You can actively create feelings rather than only responding to them! The Procovery Note™ below, from page 158 of The Power of Procovery in Healing, talks about this:
Create moods. Start your own running list of mood enhancers – specific books, movies, music, people, places, hobbies or specific actions, such as exercising, straightening up your place, wearing your favorite hat or scarf or helping someone else.
“What is changed by my feelings is not what is out there but what I think I and others may be able to do about them.”
What will you do today to create feelings rather than only respond to them?
Where do the light and energy go sometimes? On the hard days, during the difficult times?
The light and energy are still here. They are always here, but so is the darkness. Some days we are more in tune with energy and life and possibilities than other days and we have or find or make more time to view and appreciate what is right with the world. Other days we may be drowning in day to day responsibilities and realities and be in more of a gray or dark place.
Even if you don’t feel physically as though you can do something – maybe you can do something in your thoughts or in your dreams. Can you THINK of a time when things will be better and take a moment to visualize and feel and appreciate what that will feel like?
The secret is not to feel guilty that you are down or guilty that you are joyful. The secret is to understand where you are, and in what direction you want to move, and then do something – anything – to move in that direction.
“Change your thoughts and you change your world.”
–Norman Vincent Peale
What is your why for the day?
“He who has a why to live for can bear with almost any how.”
– Friedrich Nietzsche
We are reminded with the above quote that once we can identify our why for the day, that hope can spring forth instantly… If we have a project we’re working on that is building momentum, or we know we may get to connect with a friend or maybe we’re halfway through a book we’re reading that is intriguing or inspiring to us… these things can unbound the energy within to get through all the things we MUST do, to get to the things we want to do with a hopeful attitude propelling us forward.
Allow hope to wash over you today… Let’s all take a moment to soak it in and allow for the feeling of hope to absorb and radiate. Today is a hopeful day. And today we can lay the foundation for a hopeful, productive and inspiring week–
“The only recognizable feature of hope is action!”
“Laughter is the shortest distance between two people.”
Laughter makes us feel good. Laughter is contagious. Let’s let it in today… even for just a moment.
Dr. Bernie Siegel notes in Love, Medicine and Miracles, “There are sound, scientific reasons why we call robust unrestrained laughter ‘hearty.” It produces complete, relaxed action of the diaphragm, exercising the lungs, increasing the blood’s oxygen level, and gently toning the entire cardiovascular system. Norman Cousins termed it ‘internal jogging,’ and others have likened it to a deep massage.”
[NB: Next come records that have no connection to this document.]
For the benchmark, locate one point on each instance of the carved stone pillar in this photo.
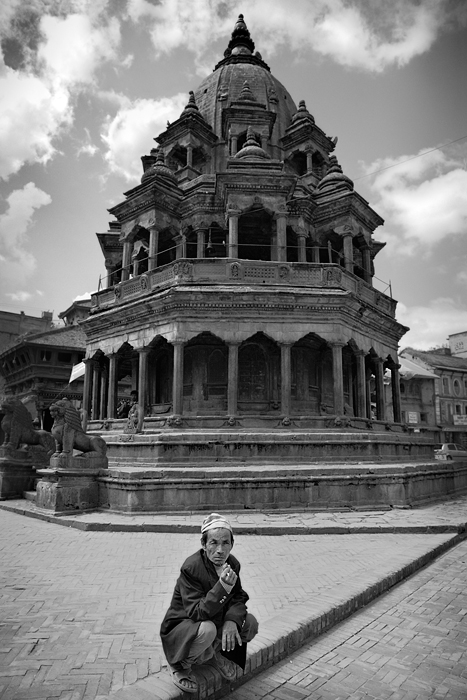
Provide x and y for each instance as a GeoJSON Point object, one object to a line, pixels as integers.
{"type": "Point", "coordinates": [177, 385]}
{"type": "Point", "coordinates": [281, 225]}
{"type": "Point", "coordinates": [361, 384]}
{"type": "Point", "coordinates": [396, 394]}
{"type": "Point", "coordinates": [366, 256]}
{"type": "Point", "coordinates": [233, 233]}
{"type": "Point", "coordinates": [134, 373]}
{"type": "Point", "coordinates": [315, 254]}
{"type": "Point", "coordinates": [153, 247]}
{"type": "Point", "coordinates": [379, 384]}
{"type": "Point", "coordinates": [108, 269]}
{"type": "Point", "coordinates": [200, 242]}
{"type": "Point", "coordinates": [232, 387]}
{"type": "Point", "coordinates": [87, 388]}
{"type": "Point", "coordinates": [286, 378]}
{"type": "Point", "coordinates": [95, 391]}
{"type": "Point", "coordinates": [338, 378]}
{"type": "Point", "coordinates": [183, 246]}
{"type": "Point", "coordinates": [301, 237]}
{"type": "Point", "coordinates": [348, 251]}
{"type": "Point", "coordinates": [103, 393]}
{"type": "Point", "coordinates": [126, 262]}
{"type": "Point", "coordinates": [142, 378]}
{"type": "Point", "coordinates": [112, 393]}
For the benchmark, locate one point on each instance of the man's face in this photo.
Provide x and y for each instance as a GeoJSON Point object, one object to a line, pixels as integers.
{"type": "Point", "coordinates": [218, 545]}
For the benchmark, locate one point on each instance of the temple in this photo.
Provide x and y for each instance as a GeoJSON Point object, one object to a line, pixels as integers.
{"type": "Point", "coordinates": [240, 269]}
{"type": "Point", "coordinates": [239, 299]}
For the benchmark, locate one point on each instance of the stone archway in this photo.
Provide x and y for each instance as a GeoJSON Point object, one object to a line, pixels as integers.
{"type": "Point", "coordinates": [258, 375]}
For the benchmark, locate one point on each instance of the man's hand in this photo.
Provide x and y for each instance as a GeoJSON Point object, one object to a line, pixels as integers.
{"type": "Point", "coordinates": [228, 575]}
{"type": "Point", "coordinates": [230, 636]}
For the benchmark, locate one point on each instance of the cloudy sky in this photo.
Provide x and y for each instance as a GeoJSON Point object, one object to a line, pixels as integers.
{"type": "Point", "coordinates": [85, 85]}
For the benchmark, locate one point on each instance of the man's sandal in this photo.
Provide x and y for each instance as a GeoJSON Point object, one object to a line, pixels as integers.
{"type": "Point", "coordinates": [185, 681]}
{"type": "Point", "coordinates": [226, 668]}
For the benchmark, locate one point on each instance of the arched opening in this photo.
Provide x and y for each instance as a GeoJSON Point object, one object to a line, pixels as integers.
{"type": "Point", "coordinates": [258, 375]}
{"type": "Point", "coordinates": [254, 235]}
{"type": "Point", "coordinates": [312, 381]}
{"type": "Point", "coordinates": [292, 245]}
{"type": "Point", "coordinates": [160, 375]}
{"type": "Point", "coordinates": [191, 243]}
{"type": "Point", "coordinates": [215, 243]}
{"type": "Point", "coordinates": [205, 375]}
{"type": "Point", "coordinates": [297, 163]}
{"type": "Point", "coordinates": [349, 371]}
{"type": "Point", "coordinates": [167, 248]}
{"type": "Point", "coordinates": [318, 165]}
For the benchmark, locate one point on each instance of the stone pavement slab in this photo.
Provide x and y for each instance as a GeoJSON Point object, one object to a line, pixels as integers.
{"type": "Point", "coordinates": [410, 644]}
{"type": "Point", "coordinates": [81, 609]}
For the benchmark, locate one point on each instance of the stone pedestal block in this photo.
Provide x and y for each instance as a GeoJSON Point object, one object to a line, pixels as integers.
{"type": "Point", "coordinates": [17, 474]}
{"type": "Point", "coordinates": [70, 484]}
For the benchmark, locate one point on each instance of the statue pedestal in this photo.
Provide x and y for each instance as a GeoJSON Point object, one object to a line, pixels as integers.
{"type": "Point", "coordinates": [70, 484]}
{"type": "Point", "coordinates": [17, 473]}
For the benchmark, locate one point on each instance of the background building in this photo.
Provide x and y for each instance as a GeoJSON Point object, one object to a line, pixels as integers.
{"type": "Point", "coordinates": [449, 397]}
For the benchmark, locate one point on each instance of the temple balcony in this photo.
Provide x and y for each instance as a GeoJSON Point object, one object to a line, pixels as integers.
{"type": "Point", "coordinates": [236, 272]}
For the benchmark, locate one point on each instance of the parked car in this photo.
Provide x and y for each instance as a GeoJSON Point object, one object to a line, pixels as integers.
{"type": "Point", "coordinates": [450, 450]}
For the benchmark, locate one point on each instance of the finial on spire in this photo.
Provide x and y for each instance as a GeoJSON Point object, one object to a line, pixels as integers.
{"type": "Point", "coordinates": [241, 39]}
{"type": "Point", "coordinates": [191, 105]}
{"type": "Point", "coordinates": [302, 113]}
{"type": "Point", "coordinates": [246, 95]}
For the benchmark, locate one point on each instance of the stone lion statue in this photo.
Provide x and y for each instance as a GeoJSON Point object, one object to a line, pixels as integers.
{"type": "Point", "coordinates": [19, 430]}
{"type": "Point", "coordinates": [68, 432]}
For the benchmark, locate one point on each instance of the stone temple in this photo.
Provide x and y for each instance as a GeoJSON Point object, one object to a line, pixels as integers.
{"type": "Point", "coordinates": [240, 303]}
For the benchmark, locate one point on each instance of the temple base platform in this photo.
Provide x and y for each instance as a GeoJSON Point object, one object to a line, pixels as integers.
{"type": "Point", "coordinates": [230, 468]}
{"type": "Point", "coordinates": [323, 486]}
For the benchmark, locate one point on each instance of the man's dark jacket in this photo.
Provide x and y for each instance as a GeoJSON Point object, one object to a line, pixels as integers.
{"type": "Point", "coordinates": [198, 596]}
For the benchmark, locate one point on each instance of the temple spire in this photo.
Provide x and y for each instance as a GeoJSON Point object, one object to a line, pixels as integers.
{"type": "Point", "coordinates": [241, 42]}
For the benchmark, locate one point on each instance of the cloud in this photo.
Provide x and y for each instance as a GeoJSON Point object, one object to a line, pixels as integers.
{"type": "Point", "coordinates": [73, 48]}
{"type": "Point", "coordinates": [423, 199]}
{"type": "Point", "coordinates": [358, 34]}
{"type": "Point", "coordinates": [46, 60]}
{"type": "Point", "coordinates": [17, 263]}
{"type": "Point", "coordinates": [431, 325]}
{"type": "Point", "coordinates": [19, 296]}
{"type": "Point", "coordinates": [132, 130]}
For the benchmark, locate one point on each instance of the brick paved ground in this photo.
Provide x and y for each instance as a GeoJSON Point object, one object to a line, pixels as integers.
{"type": "Point", "coordinates": [410, 644]}
{"type": "Point", "coordinates": [80, 611]}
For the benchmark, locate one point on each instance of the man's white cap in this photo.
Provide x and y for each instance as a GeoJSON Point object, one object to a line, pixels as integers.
{"type": "Point", "coordinates": [215, 520]}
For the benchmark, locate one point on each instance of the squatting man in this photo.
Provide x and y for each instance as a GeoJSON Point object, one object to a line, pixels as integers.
{"type": "Point", "coordinates": [207, 621]}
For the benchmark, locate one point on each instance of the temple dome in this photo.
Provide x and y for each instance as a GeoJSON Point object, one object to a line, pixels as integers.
{"type": "Point", "coordinates": [224, 86]}
{"type": "Point", "coordinates": [158, 168]}
{"type": "Point", "coordinates": [334, 178]}
{"type": "Point", "coordinates": [252, 149]}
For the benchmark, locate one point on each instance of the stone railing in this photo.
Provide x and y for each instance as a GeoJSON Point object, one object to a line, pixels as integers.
{"type": "Point", "coordinates": [240, 272]}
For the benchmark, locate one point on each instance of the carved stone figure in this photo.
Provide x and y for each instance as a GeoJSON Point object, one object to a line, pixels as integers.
{"type": "Point", "coordinates": [19, 430]}
{"type": "Point", "coordinates": [69, 434]}
{"type": "Point", "coordinates": [135, 417]}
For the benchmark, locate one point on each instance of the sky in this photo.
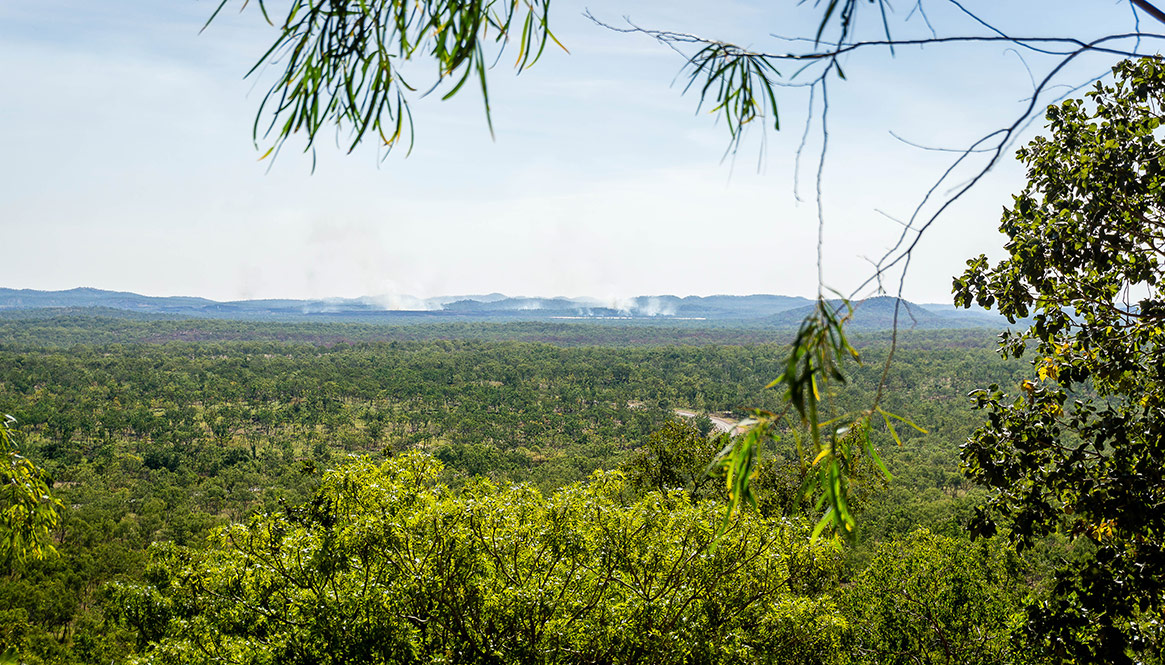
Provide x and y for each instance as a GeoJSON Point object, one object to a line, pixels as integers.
{"type": "Point", "coordinates": [128, 161]}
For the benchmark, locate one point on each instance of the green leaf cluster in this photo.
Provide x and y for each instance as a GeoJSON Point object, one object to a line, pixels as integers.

What makes you laugh? Maybe a partner, friend, co-worker, child or pet? Maybe a stand up comedy show or a favorite memory? If we focus on what makes us laugh we will do so more and more until it becomes a frequent occurrence that lifts our moods and increases our energy and well-being.
What will you do to laugh today?
Where is hope when we don’t feel it?
Hope is always present even if we are not currently aware of it, can’t seem to see it or even feel it. It doesn’t need to be packaged in a particular way or even be constant, necessarily, for it to make an impact. It can be just a moment, a feeling of hope, and that feeling of hope can be brought forward into our lives to draw upon and use at our disposal. We can think of hope as money in the bank – store up on hope and use as necessary! When you are feeling down, do what you need to do to remind yourself that the “down” is just one of many feelings inside of you and that hope is also still inside of you. It is the same bright, beautiful world you felt it was the last time you were feeling hopeful.
“The voyage of discovery lies not in finding new landscapes but in having new eyes.”